Reder's early work explored the effects of elaborations and summaries on learning. She found that people often learned more from summaries than original texts and that self-generated elaborations improve retention better than elaborations provided by the author

- Reder, Lynne M (1979). "The role of elaborations in memory for prose"
- Reder, Lynne M. (1980). "The Role of Elaboration in the Comprehension and Retention of Prose: A Critical Review"

=== Strategy Selection and Question Answering ===

Reder showed that people do not default to direct retrieval when attempting to answer a question but rather dynamically choose strategies based on intrinsic question features (e.g., feeling of knowing, partial matching) and base rates of success.

- Reder, Lynne M. (1982). "Plausibility judgments versus fact retrieval: Alternative strategies for sentence verification"
- Reder, Lynne M (1987). "Strategy selection in question answering"

=== Source of Activation Confusion (SAC) Model of Memory ===
Reder developed the Source of Activation Confusion (SAC) model, which uses activation-based principles to explain diverse phenomena, including the misinformation effect, contextual fan effects, recognition memory (Remember/Know judgments), and age-related memory differences.Reder's Source of Activation Confusion (SAC) model has been discussed in reviews of computational and dual-process theories of recognition memory and in treatments of familiarity and metacognition.

- Ayers, Michael S. (1998). "A theoretical review of the misinformation effect: Predictions from an activation-based memory model"
- Reder, Lynne M. (2000). "A mechanistic account of the mirror effect for word frequency: A computational model of remember–know judgments in a continuous recognition paradigm."

=== Role of Hippocampus in Memory ===

Reder showed that both implicit and explicit memory tasks can rely on the hippocampus, depending on whether the task requires the formation of new associations.

- Reder, Lynne M. (2009). "Memory systems do not divide on consciousness: Reinterpreting memory in terms of activation and binding."
- Park, Heekyeong (2004). "The effect of midazolam on visual search: Implications for understanding amnesia"

=== Working Memory and Cognitive Resources ===

Reder’s contributions to working memory include the development of the Modified Digit Span (MODS)
task, which predicts cognitive performance across domains.
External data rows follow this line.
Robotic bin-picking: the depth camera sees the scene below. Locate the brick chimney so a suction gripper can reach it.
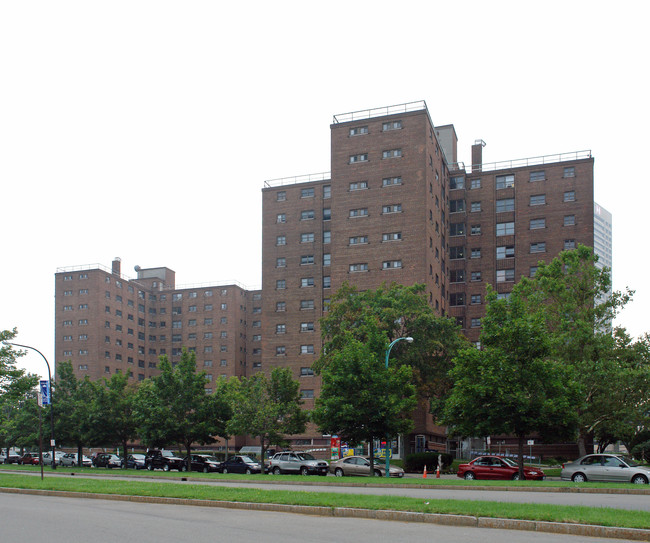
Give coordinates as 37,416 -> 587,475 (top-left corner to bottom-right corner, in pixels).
472,140 -> 485,172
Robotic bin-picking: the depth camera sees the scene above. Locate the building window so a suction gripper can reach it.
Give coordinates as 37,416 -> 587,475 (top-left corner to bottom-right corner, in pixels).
381,176 -> 402,187
381,204 -> 402,214
381,149 -> 402,158
350,126 -> 368,136
530,219 -> 546,230
449,222 -> 465,236
449,292 -> 465,307
381,121 -> 402,132
350,263 -> 368,272
497,245 -> 515,260
496,198 -> 515,213
530,194 -> 546,206
449,176 -> 465,190
449,270 -> 465,283
496,174 -> 515,189
350,181 -> 368,191
449,249 -> 465,260
449,200 -> 465,213
350,207 -> 368,217
350,153 -> 368,164
349,236 -> 368,245
380,232 -> 402,243
497,268 -> 515,283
She expanded her SAC model to
incorporate the role of working memory in knowledge construction, emphasizing resource limitations in memory processes showing that resources are consumed/depleted as an inverse function of chunk familiarity and rate of replenishment depends on the rate of input and familiarity of the information to be processed.

- Reder, Lynne M. (2016). "Building knowledge requires bricks, not sand: The critical role of familiar constituents in learning"
- Popov, Vencislav (2021). "Frequency effects on memory: A resource-limited theory."